Warmes Haus und warmer Magen

Heute war es soweit: Ich habe das erste Mal die Heizung aufgedreht. Nachdem ich mich vorher schon in eine Wolldecke gewickelt hatte, war es nicht schwer mich von der Notwendigkeit von ein wenig Wärme im Haus zu überzeugen. Und nicht nur im Haus, auch im Magen wollte ich schon heute Vormittag unbedingt etwas Warmes haben. Und was würde den Herbst besser einläuten als Mamas Linsensuppe?! Gut, vielleicht eine Kürbissuppe – die gab es auch schon mehrmals die vergangene Woche, aber ich habe vergessen, darüber zu posten. Das wird sicher nachgeholt.

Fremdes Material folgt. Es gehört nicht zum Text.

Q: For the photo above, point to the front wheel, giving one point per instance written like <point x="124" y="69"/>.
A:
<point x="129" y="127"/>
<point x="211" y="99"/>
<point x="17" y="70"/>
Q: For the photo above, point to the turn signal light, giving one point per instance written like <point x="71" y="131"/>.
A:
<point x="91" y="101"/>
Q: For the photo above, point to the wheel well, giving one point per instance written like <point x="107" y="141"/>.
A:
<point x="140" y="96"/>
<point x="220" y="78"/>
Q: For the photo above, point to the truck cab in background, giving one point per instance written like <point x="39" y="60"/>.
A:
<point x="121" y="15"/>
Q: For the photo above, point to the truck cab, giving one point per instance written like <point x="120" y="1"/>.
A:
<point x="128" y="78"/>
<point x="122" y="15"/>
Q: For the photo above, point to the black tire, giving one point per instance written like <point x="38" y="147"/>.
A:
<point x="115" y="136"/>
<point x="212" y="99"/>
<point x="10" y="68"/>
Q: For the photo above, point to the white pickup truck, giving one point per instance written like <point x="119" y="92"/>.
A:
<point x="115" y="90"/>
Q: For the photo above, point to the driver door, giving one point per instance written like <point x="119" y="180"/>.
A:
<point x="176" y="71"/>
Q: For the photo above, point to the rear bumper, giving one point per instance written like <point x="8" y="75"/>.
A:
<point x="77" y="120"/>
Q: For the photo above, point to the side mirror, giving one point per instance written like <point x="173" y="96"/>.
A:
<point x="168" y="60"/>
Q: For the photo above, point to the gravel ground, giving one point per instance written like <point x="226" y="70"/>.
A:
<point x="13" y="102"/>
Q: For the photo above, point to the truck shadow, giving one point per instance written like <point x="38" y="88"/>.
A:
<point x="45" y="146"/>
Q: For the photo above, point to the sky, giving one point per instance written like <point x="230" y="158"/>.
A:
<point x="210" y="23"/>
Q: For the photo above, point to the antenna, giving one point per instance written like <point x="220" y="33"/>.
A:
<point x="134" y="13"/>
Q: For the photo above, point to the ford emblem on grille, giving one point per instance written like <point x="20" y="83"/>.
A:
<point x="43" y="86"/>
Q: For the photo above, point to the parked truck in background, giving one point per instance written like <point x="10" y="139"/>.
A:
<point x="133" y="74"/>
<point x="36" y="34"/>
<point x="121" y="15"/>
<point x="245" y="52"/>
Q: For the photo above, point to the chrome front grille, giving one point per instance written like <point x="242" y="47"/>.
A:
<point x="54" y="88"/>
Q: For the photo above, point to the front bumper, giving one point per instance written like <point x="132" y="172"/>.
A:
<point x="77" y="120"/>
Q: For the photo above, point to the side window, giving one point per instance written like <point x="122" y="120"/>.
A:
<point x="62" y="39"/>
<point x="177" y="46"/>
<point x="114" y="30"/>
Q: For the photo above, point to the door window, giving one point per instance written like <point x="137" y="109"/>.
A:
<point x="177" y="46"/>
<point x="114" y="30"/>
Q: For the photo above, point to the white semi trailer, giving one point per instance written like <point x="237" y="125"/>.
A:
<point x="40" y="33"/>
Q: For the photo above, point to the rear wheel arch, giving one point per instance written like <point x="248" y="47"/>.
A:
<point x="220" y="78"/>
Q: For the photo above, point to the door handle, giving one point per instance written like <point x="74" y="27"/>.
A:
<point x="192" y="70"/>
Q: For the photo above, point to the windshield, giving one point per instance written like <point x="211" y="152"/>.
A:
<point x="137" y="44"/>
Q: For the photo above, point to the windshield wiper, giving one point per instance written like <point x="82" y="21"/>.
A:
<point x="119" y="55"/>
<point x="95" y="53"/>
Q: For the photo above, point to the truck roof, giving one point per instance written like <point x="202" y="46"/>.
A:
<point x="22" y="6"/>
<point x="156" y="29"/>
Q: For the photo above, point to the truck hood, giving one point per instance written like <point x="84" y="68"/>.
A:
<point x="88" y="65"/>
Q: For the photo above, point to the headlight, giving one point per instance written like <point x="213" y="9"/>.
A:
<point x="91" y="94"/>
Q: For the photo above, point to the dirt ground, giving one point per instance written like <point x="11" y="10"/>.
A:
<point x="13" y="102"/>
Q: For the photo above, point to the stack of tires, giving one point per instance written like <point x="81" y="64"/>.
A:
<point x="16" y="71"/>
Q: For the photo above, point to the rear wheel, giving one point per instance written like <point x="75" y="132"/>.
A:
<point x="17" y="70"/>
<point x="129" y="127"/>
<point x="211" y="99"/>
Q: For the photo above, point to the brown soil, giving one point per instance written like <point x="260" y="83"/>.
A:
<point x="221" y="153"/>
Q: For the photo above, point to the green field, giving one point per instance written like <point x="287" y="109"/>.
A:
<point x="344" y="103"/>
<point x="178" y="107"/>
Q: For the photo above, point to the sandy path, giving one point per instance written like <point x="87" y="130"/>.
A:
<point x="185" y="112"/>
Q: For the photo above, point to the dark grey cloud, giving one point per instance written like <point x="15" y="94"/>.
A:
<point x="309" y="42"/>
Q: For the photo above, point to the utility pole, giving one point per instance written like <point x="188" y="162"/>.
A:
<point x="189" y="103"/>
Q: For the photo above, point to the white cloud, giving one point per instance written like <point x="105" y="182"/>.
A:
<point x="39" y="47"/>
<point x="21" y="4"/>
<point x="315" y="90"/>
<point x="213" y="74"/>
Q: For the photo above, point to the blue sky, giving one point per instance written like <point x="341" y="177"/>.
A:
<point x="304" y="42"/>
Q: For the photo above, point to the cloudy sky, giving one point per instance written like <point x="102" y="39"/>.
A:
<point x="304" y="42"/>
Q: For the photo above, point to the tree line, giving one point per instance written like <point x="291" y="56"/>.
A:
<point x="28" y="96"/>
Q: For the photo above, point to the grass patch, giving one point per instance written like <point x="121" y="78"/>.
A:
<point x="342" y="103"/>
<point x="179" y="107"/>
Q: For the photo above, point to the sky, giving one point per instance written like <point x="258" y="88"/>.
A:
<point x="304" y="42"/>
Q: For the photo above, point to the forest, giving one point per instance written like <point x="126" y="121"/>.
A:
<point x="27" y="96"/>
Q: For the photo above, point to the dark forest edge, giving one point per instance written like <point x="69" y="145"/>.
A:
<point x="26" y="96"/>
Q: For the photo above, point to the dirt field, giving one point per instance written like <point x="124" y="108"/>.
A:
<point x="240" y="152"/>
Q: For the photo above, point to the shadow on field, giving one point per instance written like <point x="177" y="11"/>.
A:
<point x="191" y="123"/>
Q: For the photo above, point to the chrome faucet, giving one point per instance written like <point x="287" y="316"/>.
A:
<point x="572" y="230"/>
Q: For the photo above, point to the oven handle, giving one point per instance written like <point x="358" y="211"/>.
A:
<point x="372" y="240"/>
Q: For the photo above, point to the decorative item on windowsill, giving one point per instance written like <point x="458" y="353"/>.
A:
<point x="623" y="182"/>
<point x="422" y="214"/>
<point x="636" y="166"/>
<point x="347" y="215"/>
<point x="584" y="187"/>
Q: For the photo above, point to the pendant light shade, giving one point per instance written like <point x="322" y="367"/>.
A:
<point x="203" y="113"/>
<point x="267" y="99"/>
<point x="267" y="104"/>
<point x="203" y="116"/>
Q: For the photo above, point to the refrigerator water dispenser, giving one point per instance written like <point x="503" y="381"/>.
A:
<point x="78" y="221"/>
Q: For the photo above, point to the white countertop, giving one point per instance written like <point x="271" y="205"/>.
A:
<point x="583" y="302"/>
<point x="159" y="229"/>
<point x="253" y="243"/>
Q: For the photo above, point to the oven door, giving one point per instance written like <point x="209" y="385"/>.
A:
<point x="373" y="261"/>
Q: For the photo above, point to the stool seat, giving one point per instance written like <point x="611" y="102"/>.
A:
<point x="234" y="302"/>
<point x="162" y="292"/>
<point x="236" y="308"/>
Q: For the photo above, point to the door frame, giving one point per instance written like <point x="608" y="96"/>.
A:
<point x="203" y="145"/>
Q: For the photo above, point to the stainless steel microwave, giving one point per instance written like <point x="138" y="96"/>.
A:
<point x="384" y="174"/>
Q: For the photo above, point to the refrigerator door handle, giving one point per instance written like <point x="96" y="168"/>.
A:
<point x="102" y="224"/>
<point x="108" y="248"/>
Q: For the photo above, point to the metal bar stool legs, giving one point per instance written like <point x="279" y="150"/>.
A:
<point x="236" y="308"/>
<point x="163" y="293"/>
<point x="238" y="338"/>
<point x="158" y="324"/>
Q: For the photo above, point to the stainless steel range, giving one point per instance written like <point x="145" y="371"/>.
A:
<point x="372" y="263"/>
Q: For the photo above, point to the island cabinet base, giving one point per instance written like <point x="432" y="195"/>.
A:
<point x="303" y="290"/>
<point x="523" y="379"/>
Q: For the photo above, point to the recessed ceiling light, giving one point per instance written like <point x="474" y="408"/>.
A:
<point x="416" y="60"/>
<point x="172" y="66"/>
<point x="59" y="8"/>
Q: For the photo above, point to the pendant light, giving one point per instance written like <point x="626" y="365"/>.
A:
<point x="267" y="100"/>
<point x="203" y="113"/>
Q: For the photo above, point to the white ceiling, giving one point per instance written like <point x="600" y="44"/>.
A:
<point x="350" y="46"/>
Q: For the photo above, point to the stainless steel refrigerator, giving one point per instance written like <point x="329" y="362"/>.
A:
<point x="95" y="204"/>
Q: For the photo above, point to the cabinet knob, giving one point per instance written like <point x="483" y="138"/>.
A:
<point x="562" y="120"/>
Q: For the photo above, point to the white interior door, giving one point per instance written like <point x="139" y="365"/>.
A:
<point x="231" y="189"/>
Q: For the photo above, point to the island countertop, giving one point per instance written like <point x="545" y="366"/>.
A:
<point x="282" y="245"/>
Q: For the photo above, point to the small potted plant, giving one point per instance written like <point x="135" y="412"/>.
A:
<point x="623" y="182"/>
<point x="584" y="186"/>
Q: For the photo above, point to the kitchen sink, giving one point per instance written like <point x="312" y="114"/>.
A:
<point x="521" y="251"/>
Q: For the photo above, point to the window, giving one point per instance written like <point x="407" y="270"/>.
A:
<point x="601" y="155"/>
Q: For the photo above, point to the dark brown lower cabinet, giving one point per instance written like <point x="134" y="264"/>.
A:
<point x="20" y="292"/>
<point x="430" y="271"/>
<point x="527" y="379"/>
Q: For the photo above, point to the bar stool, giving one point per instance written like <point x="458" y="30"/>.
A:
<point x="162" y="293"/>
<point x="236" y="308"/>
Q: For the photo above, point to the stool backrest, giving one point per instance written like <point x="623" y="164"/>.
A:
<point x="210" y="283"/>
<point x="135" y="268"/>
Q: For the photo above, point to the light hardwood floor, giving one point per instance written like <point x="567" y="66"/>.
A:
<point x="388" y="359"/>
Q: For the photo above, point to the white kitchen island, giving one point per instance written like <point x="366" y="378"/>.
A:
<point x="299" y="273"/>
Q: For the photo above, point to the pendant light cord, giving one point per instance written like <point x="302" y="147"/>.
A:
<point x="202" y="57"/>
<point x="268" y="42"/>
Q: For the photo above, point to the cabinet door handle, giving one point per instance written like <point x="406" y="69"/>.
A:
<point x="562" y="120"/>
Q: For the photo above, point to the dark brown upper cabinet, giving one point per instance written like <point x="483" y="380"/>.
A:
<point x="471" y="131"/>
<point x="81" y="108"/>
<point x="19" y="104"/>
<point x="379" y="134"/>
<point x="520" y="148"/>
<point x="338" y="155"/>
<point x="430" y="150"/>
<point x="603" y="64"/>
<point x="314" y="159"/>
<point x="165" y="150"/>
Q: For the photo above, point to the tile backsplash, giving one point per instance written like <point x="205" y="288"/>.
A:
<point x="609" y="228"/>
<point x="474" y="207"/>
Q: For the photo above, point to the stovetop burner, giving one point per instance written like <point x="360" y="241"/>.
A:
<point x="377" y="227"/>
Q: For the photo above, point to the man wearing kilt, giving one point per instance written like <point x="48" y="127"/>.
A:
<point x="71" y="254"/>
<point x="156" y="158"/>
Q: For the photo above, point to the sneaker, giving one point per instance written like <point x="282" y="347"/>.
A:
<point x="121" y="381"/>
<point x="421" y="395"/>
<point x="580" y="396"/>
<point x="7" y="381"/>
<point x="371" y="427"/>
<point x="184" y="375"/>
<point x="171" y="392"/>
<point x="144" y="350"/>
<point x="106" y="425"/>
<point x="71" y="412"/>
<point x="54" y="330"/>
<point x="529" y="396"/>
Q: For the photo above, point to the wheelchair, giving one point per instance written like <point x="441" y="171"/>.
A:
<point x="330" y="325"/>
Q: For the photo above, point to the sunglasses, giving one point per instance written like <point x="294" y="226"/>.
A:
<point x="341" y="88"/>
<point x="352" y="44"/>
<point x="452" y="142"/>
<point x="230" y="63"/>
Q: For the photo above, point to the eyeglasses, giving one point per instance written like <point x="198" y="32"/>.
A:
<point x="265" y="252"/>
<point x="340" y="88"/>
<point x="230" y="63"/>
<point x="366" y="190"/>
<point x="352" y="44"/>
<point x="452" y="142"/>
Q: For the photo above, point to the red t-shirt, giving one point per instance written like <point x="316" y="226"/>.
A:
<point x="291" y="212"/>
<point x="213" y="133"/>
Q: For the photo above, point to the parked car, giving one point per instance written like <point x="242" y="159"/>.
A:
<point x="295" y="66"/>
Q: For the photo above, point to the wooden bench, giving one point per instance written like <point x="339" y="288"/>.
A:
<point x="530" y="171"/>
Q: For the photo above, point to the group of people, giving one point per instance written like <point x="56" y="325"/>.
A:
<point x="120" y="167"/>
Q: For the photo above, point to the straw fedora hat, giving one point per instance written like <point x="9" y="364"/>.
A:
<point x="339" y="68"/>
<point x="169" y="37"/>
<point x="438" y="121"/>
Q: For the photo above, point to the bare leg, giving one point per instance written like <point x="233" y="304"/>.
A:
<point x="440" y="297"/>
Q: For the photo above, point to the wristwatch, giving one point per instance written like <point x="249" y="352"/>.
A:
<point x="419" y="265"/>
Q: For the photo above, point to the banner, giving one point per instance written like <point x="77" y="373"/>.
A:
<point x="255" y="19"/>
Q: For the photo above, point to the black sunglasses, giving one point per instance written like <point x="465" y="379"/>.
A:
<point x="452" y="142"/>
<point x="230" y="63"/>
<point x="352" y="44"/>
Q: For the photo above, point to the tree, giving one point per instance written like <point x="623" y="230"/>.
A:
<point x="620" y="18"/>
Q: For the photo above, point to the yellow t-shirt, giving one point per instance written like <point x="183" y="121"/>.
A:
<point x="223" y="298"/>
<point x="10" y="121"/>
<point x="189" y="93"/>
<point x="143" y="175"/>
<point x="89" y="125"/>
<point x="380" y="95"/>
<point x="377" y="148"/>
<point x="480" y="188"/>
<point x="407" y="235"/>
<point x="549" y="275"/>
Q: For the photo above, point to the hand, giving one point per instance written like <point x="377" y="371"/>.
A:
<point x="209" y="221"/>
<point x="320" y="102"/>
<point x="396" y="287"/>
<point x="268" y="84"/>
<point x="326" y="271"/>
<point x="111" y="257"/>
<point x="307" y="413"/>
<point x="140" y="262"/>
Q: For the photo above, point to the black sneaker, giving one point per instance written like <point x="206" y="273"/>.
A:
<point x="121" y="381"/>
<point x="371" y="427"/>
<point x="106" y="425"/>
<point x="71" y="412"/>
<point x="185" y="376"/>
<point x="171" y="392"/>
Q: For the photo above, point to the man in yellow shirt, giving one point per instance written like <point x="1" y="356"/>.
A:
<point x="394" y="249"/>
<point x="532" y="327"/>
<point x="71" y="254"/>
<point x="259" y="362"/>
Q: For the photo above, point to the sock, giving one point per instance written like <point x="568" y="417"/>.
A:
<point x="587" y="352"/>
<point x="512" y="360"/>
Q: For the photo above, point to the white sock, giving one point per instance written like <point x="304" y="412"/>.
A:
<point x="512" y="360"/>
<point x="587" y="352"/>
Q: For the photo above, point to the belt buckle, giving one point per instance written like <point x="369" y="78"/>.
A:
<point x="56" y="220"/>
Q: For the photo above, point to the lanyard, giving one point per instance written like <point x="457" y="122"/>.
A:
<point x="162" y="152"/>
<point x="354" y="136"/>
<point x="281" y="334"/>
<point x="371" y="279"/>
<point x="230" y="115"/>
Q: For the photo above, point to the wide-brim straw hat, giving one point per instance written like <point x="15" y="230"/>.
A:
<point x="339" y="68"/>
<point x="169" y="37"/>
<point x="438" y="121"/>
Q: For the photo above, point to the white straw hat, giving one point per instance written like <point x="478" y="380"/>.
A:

Für Linsensuppe sprach jedoch auch, dass im Kühlschrank 5 Karotten und eine Stange Lauch vom vorletzten Marktbesuch geradezu danach schrien (sprich, langsam gummiartig wurden), zu Suppe verarbeitet zu werden. Ich gebe zu, fotogen ist sie nicht, die Suppe, aber sie schmeckt ganz wunderbar und, ja, macht ein bißchen glücklicher an so einem grauen Tag. Genauso wie die Farbe auf dem Tisch.

Linsensuppe

Linsensuppe (ca. 4-6 Portionen)

400gr grüne Linsen
6 Möhren
1 Stange Lauch
2 große Zwiebeln
2 Knoblauchzehen, geschält
1/2 Knolle Sellerie
1 Stück Schinkenspeck
1,6 l Gemüsebrühe, heiß
1 EL Pfefferkörner, 2 Lorbeerblätter, getrockneter Thymian nach Geschmack
Senf, Essig (zum Servieren)

Linsen waschen und abtropfen. Zwiebeln, Möhren, Lauch und Sellerie kleinschneiden (Möhren und Sellerie allerdings nicht zu klein, da sie sonst zu stark verkochen). In einem großen Topf oder Schnellkochtopf Zwiebeln in Olivenöl und Butter anbraten, Möhren- und Selleriestücke dazu, ca. 5 Minuten weiterbraten, dann den Lauch hinzugeben. Nach weiteren 5 Minuten mit der heißen Gemüsebrühe auffüllen und die Linsen, den Schinkenspeck sowie die Knoblauchzehe hinzugeben; 2 Lorbeerblätter und die Pfefferkörner dazu geben und mit Thymian würzen.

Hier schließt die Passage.